Sunlight streamed through the glass-paneled roof over the Town Square food court in downtown St. Paul, where workers sat at tables, wolfing down Potbelly sandwiches during the busiest stretch of lunch hour Wednesday.
A wooden picket fence blocks the pair of motionless escalators leading up from the skyway level to a third floor — once a beloved spot for work breaks. For two decades, the 26,000-square-foot atrium was an indoor city park, home to a trickling brook and waterfalls, more than 250 tropical plant species and a historic hand-carved carousel.
For the last 23 years, Town Square Park has sat empty, hidden from passersby.
The glass panes are foggy and discolored. Tarps and buckets have been placed to catch leaks.

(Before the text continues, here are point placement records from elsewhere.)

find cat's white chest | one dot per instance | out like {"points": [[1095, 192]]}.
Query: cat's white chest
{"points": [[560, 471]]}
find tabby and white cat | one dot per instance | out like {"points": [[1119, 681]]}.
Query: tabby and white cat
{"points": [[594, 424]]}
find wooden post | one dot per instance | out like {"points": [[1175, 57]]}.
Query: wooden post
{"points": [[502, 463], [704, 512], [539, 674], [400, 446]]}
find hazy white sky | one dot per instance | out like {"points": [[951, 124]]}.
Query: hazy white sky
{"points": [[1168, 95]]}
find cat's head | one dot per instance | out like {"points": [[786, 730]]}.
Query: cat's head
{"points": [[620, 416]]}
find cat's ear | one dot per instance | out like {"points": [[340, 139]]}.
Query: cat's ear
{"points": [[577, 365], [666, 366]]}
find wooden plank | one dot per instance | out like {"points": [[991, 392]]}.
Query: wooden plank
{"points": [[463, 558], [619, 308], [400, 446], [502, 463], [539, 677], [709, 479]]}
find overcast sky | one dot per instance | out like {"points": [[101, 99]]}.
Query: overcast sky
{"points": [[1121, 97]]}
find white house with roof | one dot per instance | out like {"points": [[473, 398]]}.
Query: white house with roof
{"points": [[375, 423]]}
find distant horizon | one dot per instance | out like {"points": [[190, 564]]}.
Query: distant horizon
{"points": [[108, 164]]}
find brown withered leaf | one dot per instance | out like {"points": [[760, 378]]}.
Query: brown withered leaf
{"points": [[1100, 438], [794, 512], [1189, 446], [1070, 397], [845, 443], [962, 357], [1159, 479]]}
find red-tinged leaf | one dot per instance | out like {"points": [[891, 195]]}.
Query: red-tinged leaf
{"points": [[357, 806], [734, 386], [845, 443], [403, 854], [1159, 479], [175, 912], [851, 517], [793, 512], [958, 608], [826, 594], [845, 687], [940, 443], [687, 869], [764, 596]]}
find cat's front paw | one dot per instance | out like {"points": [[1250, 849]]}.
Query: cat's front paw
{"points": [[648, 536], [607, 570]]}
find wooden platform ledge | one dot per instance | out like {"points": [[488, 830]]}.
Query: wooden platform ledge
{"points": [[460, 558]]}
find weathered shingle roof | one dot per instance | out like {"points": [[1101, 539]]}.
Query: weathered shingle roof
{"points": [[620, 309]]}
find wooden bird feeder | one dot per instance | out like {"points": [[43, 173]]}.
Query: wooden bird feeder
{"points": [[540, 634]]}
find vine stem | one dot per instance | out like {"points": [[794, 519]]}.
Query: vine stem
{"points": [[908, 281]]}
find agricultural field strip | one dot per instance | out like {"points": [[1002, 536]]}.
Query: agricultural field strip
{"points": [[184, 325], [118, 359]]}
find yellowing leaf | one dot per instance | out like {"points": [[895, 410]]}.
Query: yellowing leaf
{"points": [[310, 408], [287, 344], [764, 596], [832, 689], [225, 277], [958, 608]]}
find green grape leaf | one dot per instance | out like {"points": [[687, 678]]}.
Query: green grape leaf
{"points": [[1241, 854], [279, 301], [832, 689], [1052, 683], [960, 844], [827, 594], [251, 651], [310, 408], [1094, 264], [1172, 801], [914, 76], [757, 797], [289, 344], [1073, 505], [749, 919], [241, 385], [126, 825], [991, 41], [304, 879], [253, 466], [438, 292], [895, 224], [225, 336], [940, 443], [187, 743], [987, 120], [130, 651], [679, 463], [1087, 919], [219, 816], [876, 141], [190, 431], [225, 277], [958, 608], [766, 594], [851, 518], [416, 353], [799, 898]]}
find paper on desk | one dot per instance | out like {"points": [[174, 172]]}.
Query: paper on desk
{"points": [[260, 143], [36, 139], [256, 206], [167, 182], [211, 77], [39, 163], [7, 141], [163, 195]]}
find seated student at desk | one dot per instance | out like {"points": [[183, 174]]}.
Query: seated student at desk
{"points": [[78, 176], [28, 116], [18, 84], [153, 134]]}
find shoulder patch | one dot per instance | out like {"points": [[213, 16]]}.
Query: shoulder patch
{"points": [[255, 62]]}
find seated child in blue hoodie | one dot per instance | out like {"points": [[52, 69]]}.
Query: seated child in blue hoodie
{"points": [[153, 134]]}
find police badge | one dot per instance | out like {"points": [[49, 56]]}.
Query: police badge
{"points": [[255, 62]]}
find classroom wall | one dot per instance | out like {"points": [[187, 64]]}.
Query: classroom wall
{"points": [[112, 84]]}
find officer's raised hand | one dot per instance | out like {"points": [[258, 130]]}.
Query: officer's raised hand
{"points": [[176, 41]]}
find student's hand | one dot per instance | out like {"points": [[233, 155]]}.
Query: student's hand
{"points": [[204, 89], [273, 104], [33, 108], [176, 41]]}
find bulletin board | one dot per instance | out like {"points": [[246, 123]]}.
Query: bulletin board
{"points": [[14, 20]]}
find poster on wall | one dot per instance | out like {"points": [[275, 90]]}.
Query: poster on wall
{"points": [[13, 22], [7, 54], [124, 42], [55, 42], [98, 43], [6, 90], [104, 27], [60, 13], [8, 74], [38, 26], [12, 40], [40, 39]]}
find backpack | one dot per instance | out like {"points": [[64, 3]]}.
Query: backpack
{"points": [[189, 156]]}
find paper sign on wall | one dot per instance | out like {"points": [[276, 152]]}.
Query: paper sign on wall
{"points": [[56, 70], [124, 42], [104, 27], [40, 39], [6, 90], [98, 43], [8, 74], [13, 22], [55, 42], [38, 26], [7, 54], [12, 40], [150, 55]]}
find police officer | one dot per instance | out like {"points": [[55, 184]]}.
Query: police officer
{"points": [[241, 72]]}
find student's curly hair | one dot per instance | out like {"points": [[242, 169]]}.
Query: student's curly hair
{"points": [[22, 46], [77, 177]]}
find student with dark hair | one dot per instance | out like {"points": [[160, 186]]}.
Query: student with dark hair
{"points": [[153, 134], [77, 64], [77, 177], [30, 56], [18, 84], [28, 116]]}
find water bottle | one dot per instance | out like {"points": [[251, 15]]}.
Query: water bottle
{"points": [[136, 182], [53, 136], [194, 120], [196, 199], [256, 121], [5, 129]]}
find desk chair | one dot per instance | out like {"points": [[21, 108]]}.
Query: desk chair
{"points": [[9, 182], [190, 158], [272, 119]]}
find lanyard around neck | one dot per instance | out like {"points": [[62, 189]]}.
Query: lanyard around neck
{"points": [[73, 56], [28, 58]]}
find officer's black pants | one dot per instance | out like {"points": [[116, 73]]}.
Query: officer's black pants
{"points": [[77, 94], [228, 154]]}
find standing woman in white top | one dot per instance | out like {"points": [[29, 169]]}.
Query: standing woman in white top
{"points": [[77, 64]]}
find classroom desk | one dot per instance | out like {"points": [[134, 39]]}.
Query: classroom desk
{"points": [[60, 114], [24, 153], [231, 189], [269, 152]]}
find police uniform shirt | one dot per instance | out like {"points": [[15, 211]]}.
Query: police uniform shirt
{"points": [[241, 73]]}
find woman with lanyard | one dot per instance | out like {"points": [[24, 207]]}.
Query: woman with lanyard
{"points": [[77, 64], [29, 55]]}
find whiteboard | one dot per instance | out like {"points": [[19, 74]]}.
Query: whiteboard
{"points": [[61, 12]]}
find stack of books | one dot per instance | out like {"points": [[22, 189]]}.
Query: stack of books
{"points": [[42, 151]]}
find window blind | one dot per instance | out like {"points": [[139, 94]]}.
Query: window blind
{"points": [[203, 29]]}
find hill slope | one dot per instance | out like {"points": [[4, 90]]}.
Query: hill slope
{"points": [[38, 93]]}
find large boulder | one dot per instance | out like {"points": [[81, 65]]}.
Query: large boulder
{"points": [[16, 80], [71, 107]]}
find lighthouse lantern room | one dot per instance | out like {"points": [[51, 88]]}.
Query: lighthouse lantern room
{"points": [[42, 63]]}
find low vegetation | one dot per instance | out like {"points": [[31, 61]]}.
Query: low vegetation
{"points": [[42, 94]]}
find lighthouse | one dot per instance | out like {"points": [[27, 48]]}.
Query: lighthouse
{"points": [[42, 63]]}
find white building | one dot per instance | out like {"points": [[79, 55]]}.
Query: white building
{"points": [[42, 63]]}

The cacti, palm trees and spider plants were sold long ago, eventually replaced by unwanted vegetation that city inspectors warned could compromise the roof system.
“It was this lovely oasis in the middle of downtown,” said Joe Spencer, president of the St. Paul Downtown Alliance. “Nobody even knows it’s there anymore.”
Opened in 1980, the indoor park was the crown jewel of a massive development meant to revitalize downtown St. Paul as retailers moved out to the newer suburban malls.
The vision never fully came to life. By 2001, with maintenance costs rising and $2 million in repairs looming, St. Paul officials decided to close the park. A year later, the city sold the space to a caterer who wanted to turn it into an event center — plans that also never came to fruition.
In recent years, the former park was acquired by New York-based Sentinel Real Estate Corp., which owns the rest of the Town Square complex at 445 Minnesota St. Representatives from the company did not respond to questions about the future of the space, which has been considered a blight on downtown since it was added to the city’s vacant building list in 2009.